Labor’s FOFA block defeated
Plans to disallow significant portions of the Government's Future of Financial Advice (FOFA) reforms have been blocked by the Senate.
Labor Senator, Sam Dastyari described the Government's reforms as "some kind of protection racket" for "a small number of crook, criminals and con men" who have given the financial advice industry a bad name, as he pushed his motion to disallow items 1 to 27 inclusive and item 30 of the Corporations Amendment (Streamlining FOFA) Regulation 2014.
Senator Dastyari said the Minister for Finance and Acting Deputy Treasurer, Senator Mathias Cormann, had "exceeded his powers under the Corporations Act" and had pushed too far with his legislative reforms.
The Senator claimed that "a number of good, hardworking, decent, financial advisers out there want to do the right thing… are realising that the best way to get public confidence is to make sure there are rules and regulations in place that hold them to a high standard".
He added that the Government's only supporters were "the big financial planning institution houses", and "even they are walking away as quickly as they can from the Government".

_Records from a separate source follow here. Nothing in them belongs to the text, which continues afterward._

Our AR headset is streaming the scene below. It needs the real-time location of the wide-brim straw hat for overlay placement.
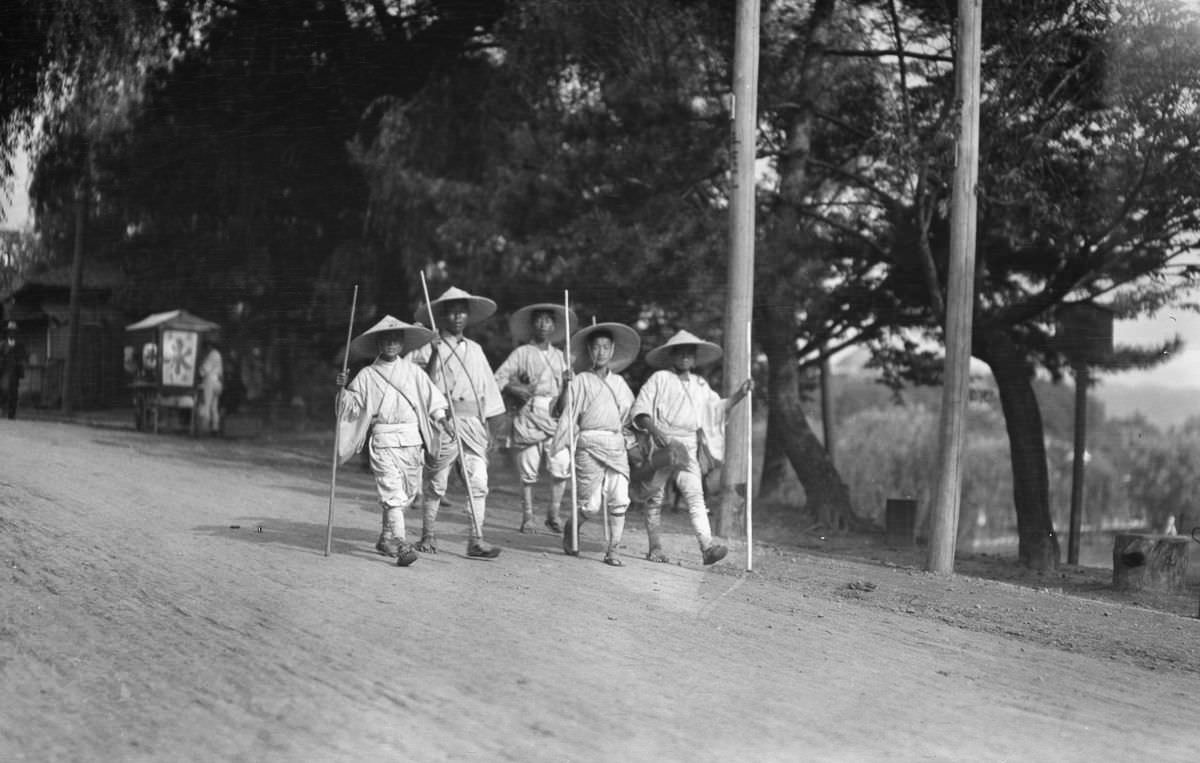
[571,323,642,373]
[416,287,496,326]
[646,331,725,368]
[350,316,433,358]
[509,302,580,344]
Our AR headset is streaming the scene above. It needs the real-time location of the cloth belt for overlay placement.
[452,397,482,419]
[371,421,421,437]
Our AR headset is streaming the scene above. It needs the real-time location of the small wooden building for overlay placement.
[0,265,128,408]
[122,310,221,434]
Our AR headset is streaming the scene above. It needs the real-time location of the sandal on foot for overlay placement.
[646,548,671,564]
[376,535,403,559]
[416,533,438,554]
[396,543,420,567]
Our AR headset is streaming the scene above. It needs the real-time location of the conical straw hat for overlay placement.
[350,316,433,358]
[571,323,642,373]
[646,331,724,368]
[509,302,580,344]
[416,287,496,328]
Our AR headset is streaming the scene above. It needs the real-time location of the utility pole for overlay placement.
[718,0,760,537]
[926,0,983,575]
[60,171,91,414]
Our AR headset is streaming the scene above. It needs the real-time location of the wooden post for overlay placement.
[716,0,760,536]
[926,0,982,573]
[1067,362,1088,564]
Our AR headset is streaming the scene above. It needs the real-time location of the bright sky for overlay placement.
[0,148,29,229]
[1105,310,1200,387]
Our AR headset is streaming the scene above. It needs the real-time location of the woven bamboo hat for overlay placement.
[571,323,642,373]
[646,331,725,368]
[350,316,433,358]
[509,302,580,344]
[416,287,496,326]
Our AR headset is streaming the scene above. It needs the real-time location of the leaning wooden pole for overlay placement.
[421,270,484,542]
[716,0,760,536]
[325,283,359,557]
[926,0,983,573]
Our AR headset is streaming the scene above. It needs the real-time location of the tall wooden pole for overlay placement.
[1067,361,1091,564]
[716,0,760,536]
[821,355,838,464]
[325,283,355,557]
[59,176,88,414]
[928,0,983,573]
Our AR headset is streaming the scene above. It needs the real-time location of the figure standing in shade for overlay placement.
[196,340,224,434]
[551,323,642,567]
[412,287,504,559]
[496,302,576,535]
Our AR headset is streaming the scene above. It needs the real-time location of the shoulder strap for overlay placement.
[368,366,421,417]
[439,337,486,420]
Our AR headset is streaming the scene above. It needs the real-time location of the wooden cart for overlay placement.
[125,310,221,437]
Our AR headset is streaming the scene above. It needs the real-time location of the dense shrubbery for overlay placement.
[816,379,1132,543]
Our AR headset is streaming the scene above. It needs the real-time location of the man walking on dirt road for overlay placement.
[412,287,504,559]
[551,323,642,567]
[336,316,452,567]
[496,302,576,535]
[634,331,751,564]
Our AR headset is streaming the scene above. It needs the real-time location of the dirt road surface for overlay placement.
[0,420,1200,762]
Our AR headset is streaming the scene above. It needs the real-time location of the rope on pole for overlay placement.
[746,320,754,572]
[325,283,359,557]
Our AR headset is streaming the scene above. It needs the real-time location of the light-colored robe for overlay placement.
[496,343,566,446]
[551,371,634,477]
[408,334,504,456]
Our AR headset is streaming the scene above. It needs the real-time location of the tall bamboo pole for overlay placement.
[926,0,983,573]
[563,289,580,554]
[325,283,359,557]
[716,0,760,536]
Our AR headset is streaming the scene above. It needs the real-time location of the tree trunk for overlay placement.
[976,330,1058,570]
[761,288,853,530]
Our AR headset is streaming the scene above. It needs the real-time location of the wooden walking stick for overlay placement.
[563,289,580,554]
[421,270,484,542]
[746,320,754,572]
[325,283,359,557]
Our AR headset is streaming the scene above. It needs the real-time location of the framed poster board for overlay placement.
[162,329,199,389]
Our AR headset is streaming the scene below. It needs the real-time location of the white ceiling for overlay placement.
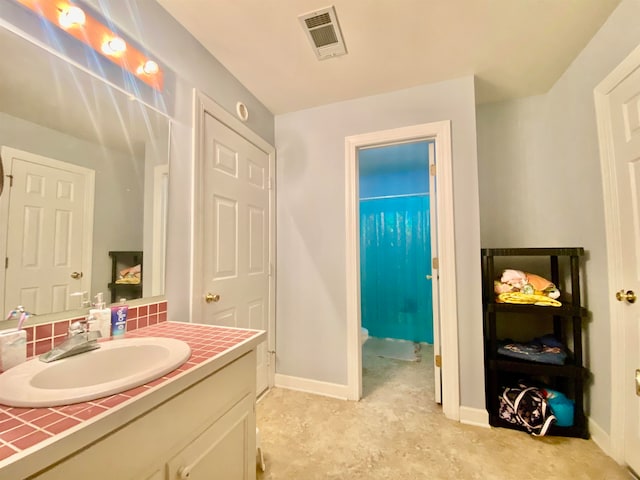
[157,0,620,115]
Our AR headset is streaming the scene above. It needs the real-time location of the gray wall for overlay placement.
[477,0,640,432]
[276,77,484,408]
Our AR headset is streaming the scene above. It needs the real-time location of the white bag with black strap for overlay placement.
[498,385,556,437]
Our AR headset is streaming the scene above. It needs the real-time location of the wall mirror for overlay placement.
[0,21,170,322]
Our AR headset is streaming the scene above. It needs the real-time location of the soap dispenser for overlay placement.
[89,292,111,338]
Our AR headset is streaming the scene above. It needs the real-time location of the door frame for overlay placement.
[593,42,640,463]
[345,120,460,420]
[191,89,276,388]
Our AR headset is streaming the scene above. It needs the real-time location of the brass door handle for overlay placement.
[616,290,637,303]
[209,293,220,303]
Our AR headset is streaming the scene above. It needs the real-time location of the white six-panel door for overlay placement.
[1,147,94,315]
[200,112,271,394]
[609,62,640,472]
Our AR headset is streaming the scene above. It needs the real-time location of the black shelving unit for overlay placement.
[108,250,143,303]
[482,247,589,438]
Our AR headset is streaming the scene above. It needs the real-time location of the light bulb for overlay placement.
[142,60,160,75]
[58,7,87,28]
[102,37,127,55]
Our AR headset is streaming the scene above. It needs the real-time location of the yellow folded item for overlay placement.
[496,292,562,307]
[116,277,140,285]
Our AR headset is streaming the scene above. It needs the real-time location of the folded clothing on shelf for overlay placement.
[498,335,567,365]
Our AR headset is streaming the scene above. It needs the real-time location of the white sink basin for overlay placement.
[0,337,191,407]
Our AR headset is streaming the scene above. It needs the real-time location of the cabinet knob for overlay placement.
[204,293,220,303]
[616,290,636,303]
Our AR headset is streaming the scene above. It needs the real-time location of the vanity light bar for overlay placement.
[16,0,163,92]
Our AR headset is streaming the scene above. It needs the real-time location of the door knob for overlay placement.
[209,293,220,303]
[616,290,636,303]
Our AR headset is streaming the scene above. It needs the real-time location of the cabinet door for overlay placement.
[167,395,256,480]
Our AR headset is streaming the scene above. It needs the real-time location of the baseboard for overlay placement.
[460,406,489,428]
[588,418,617,461]
[274,373,349,400]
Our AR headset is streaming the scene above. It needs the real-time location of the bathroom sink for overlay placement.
[0,337,191,407]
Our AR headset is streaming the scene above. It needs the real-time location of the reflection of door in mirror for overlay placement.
[0,146,95,315]
[0,25,170,324]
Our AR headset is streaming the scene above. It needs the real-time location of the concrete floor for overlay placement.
[257,342,631,480]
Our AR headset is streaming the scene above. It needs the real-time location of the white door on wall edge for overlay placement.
[0,147,95,315]
[607,56,640,473]
[200,112,271,394]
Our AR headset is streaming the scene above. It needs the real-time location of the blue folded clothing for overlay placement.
[498,335,567,365]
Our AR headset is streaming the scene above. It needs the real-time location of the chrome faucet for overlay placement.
[38,318,101,363]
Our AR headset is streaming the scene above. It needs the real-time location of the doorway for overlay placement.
[345,121,460,420]
[358,140,433,346]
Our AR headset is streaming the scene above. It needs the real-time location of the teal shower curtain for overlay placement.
[360,195,433,343]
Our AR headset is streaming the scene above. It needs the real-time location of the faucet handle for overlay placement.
[69,318,89,336]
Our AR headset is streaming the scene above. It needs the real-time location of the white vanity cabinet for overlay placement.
[30,349,256,480]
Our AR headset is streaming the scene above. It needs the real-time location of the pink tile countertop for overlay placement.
[0,321,265,478]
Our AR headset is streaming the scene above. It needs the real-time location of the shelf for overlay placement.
[481,247,584,257]
[485,302,587,317]
[481,247,589,438]
[488,359,587,378]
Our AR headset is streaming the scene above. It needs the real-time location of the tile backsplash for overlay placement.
[24,301,167,357]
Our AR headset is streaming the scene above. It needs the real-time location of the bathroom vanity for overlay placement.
[0,322,265,480]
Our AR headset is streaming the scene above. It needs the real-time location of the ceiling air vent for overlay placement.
[298,6,347,60]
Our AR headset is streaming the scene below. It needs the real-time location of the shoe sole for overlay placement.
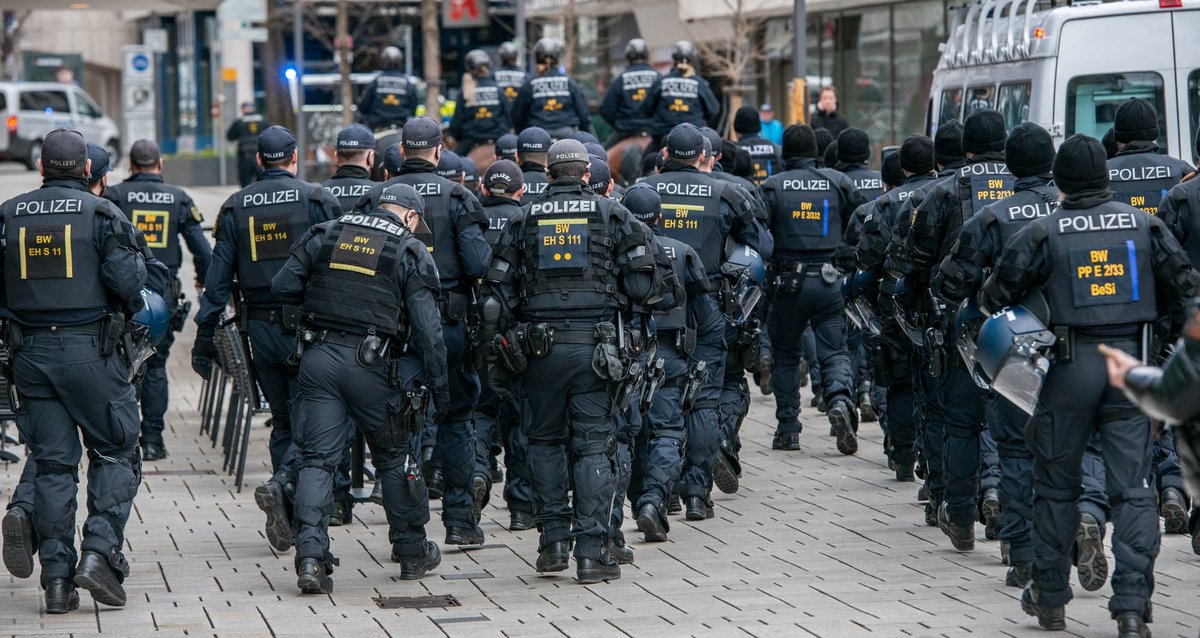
[0,512,34,578]
[254,488,293,552]
[829,410,858,456]
[637,513,667,543]
[713,451,738,494]
[1075,515,1109,591]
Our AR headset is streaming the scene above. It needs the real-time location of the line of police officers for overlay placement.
[4,41,1200,636]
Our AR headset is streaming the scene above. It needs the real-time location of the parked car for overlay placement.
[0,82,121,170]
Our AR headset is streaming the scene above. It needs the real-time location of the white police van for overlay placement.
[925,0,1200,164]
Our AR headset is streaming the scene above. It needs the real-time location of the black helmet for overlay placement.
[379,47,404,71]
[498,42,521,66]
[625,37,650,62]
[533,37,563,64]
[671,40,696,64]
[467,49,492,73]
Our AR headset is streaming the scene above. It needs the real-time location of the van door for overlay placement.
[1054,11,1180,156]
[1171,11,1200,165]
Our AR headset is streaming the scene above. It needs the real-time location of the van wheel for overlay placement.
[25,142,42,170]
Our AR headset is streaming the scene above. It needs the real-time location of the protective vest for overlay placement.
[766,168,850,261]
[521,193,626,318]
[842,167,883,201]
[654,235,689,332]
[988,185,1060,247]
[1109,152,1187,216]
[112,181,190,272]
[320,177,378,211]
[521,170,550,206]
[391,173,462,282]
[300,212,412,336]
[492,67,527,102]
[0,187,108,311]
[646,170,725,275]
[230,177,323,290]
[1042,201,1158,326]
[958,162,1016,219]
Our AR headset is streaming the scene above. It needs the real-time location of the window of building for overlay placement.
[1067,71,1166,154]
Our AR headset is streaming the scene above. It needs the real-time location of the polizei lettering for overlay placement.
[241,188,300,209]
[337,212,408,237]
[1058,212,1138,235]
[16,199,83,215]
[654,181,713,197]
[529,199,596,215]
[126,191,175,204]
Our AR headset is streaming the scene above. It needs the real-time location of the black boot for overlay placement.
[0,507,34,578]
[254,481,293,552]
[44,578,79,614]
[1117,612,1150,638]
[575,556,620,585]
[536,541,571,573]
[296,558,334,594]
[391,541,442,580]
[1021,585,1067,631]
[637,502,667,543]
[76,549,125,607]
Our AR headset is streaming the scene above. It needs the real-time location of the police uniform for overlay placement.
[226,108,268,188]
[192,126,342,479]
[104,140,212,457]
[980,136,1200,628]
[272,185,449,594]
[512,67,592,139]
[762,128,865,455]
[484,140,660,583]
[446,76,512,157]
[358,70,420,131]
[600,62,659,148]
[644,125,762,519]
[0,130,146,613]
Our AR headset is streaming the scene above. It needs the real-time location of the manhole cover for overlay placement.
[371,595,462,609]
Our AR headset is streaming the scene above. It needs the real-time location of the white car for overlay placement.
[0,82,121,170]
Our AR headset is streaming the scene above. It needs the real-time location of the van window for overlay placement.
[962,86,996,121]
[996,82,1032,131]
[937,89,962,126]
[20,91,71,114]
[1067,71,1166,154]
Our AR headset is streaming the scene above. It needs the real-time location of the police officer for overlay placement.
[192,126,342,552]
[517,126,551,206]
[359,116,492,544]
[733,107,784,186]
[646,124,762,520]
[446,49,512,157]
[106,139,212,461]
[600,37,659,149]
[934,122,1058,588]
[320,124,376,211]
[642,40,721,151]
[272,185,450,594]
[762,125,866,455]
[226,102,266,188]
[482,140,661,584]
[1109,97,1192,215]
[496,42,528,104]
[0,128,146,614]
[358,47,420,131]
[512,37,592,139]
[979,136,1200,638]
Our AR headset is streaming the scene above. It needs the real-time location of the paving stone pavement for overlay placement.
[0,170,1200,638]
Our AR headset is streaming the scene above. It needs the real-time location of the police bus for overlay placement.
[925,0,1200,164]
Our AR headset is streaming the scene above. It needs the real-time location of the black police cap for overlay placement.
[337,124,376,151]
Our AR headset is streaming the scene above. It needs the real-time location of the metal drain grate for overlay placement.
[371,595,462,609]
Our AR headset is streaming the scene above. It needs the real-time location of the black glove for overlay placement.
[192,326,217,380]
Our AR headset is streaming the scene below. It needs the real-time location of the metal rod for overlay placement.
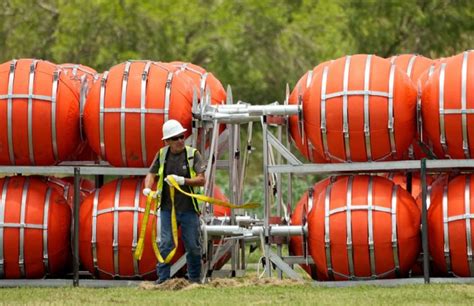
[261,117,272,277]
[73,167,81,287]
[420,158,430,284]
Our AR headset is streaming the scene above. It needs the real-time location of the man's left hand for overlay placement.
[165,174,185,186]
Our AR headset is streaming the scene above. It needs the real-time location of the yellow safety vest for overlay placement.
[156,146,200,213]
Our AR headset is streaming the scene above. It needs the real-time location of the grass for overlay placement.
[0,282,474,305]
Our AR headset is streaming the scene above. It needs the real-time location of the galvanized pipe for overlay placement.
[201,225,308,237]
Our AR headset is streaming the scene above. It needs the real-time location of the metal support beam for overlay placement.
[72,167,81,287]
[420,158,430,284]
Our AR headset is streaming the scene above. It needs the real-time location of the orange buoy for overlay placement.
[428,175,474,277]
[308,176,421,280]
[288,61,331,161]
[59,63,99,161]
[0,59,80,165]
[421,51,474,158]
[389,54,434,84]
[303,55,416,162]
[44,176,95,211]
[58,63,99,97]
[84,61,193,167]
[0,176,71,278]
[79,178,184,279]
[170,61,227,104]
[389,54,435,159]
[288,178,331,280]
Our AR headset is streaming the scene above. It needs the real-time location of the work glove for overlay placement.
[142,188,151,197]
[165,174,184,186]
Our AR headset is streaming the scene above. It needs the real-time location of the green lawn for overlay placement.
[0,279,474,306]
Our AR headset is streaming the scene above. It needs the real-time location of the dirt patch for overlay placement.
[139,277,305,291]
[139,278,193,291]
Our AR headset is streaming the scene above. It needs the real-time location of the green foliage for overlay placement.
[0,0,474,104]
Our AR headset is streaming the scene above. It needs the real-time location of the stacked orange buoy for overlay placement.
[44,176,95,211]
[84,61,193,167]
[0,176,71,278]
[288,178,331,280]
[0,59,80,165]
[308,176,420,280]
[427,174,474,277]
[390,54,434,159]
[293,55,416,162]
[170,61,226,104]
[79,178,184,279]
[288,61,331,161]
[59,63,98,161]
[84,61,226,167]
[421,51,474,158]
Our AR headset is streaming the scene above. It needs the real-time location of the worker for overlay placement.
[143,119,206,284]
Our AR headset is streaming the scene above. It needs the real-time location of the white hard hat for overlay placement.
[161,119,187,140]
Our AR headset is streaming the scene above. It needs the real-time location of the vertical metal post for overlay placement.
[261,116,272,277]
[276,124,283,279]
[95,175,104,188]
[73,167,81,287]
[420,158,430,284]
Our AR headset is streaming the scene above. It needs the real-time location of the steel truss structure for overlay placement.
[0,87,474,287]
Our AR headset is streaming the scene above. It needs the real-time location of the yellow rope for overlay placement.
[133,175,260,263]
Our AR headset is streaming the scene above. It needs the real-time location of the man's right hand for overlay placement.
[142,188,151,197]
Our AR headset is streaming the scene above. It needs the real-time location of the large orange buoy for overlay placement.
[421,51,474,158]
[390,54,435,159]
[79,178,184,279]
[41,176,95,211]
[288,61,331,161]
[428,175,474,277]
[303,55,416,162]
[84,61,193,167]
[0,59,80,165]
[0,176,71,278]
[308,176,421,280]
[288,178,331,280]
[389,54,434,84]
[170,61,227,104]
[59,63,99,161]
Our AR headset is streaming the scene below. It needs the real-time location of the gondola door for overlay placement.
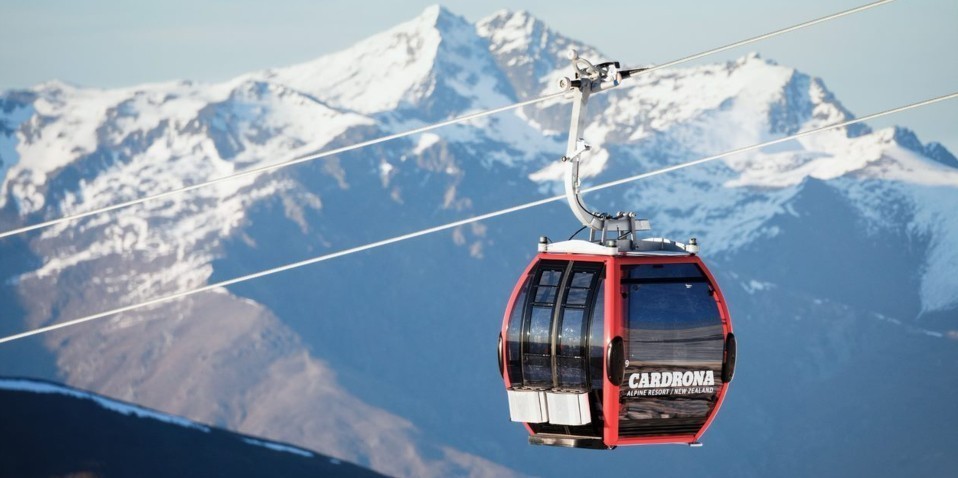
[616,258,726,445]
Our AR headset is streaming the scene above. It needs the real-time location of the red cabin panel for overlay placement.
[499,248,734,448]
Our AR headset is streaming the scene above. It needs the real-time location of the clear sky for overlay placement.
[0,0,958,154]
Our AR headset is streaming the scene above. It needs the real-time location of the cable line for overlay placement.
[0,88,958,344]
[640,0,895,77]
[0,0,895,239]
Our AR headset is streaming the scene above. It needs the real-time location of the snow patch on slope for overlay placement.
[0,378,210,432]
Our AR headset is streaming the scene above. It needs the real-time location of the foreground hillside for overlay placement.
[0,379,382,477]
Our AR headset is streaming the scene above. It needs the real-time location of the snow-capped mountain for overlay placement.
[0,7,958,476]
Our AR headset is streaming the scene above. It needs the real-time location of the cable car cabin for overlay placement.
[499,241,735,449]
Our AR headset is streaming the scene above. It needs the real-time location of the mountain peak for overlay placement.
[414,4,469,32]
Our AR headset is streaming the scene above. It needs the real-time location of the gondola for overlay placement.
[498,52,736,449]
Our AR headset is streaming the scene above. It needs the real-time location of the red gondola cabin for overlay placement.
[499,240,735,448]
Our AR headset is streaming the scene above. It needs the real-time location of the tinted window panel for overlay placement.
[556,357,586,389]
[526,307,552,354]
[539,270,562,287]
[522,354,552,387]
[566,289,589,307]
[589,280,605,389]
[623,264,705,279]
[559,309,585,356]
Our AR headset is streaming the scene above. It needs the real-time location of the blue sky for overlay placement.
[0,0,958,153]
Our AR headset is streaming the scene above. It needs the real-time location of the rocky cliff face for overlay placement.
[0,7,958,476]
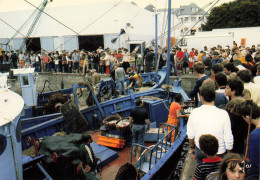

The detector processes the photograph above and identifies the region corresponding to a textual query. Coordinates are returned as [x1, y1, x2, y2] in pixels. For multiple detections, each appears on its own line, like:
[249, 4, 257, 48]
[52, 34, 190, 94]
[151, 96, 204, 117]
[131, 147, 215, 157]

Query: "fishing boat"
[17, 77, 189, 179]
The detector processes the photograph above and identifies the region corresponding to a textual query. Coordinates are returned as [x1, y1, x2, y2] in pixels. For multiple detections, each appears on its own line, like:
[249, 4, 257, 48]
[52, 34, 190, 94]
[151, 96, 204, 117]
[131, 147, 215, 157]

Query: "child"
[189, 54, 194, 74]
[167, 94, 189, 143]
[242, 89, 251, 100]
[193, 134, 222, 180]
[240, 100, 260, 179]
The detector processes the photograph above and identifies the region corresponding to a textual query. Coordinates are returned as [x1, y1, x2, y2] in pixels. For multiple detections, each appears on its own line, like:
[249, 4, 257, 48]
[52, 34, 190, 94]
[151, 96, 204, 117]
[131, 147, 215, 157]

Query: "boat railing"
[131, 123, 176, 170]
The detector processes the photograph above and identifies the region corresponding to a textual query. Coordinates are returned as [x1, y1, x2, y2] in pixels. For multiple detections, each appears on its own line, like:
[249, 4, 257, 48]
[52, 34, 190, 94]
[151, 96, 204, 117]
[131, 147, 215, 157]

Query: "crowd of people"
[0, 47, 142, 74]
[0, 43, 260, 180]
[127, 44, 260, 180]
[174, 45, 260, 180]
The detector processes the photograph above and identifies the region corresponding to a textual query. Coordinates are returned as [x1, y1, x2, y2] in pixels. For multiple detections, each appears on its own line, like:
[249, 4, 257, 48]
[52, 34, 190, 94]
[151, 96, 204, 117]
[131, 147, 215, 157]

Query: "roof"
[177, 3, 207, 16]
[144, 4, 155, 12]
[0, 1, 154, 38]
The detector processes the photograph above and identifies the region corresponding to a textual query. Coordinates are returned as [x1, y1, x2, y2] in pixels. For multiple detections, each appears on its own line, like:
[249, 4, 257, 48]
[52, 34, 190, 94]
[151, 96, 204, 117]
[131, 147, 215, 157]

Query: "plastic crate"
[97, 140, 124, 148]
[98, 136, 125, 144]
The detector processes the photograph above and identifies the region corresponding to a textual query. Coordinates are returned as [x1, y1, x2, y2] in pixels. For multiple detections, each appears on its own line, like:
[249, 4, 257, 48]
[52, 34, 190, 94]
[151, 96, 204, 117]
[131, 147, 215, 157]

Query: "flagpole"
[166, 0, 172, 85]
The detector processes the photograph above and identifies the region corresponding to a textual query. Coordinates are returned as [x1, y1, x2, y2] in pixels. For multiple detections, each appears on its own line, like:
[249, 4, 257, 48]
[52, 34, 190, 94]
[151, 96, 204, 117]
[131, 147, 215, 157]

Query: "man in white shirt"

Senator Dastyari said the Government's reform measures provided "a loophole for advisers that will make this safeguard ineffective; scrapping of the opt-in requirement allowing an adviser to continue to charge fees indefinitely without receiving consent from their client; make changes to annual disclosure so that advisers only have to provide annual disclosure to clients who commence with them after 1 July 2013; and lift the ban on conflicted remuneration that will only apply to commissions on general advice which will open the door for a sales-push culture of products over advice".
The motion was defeated by two votes, with the support of the members of the Palmer United Party and Senator Ricky Muir of the Australian Motoring Enthusiast Party.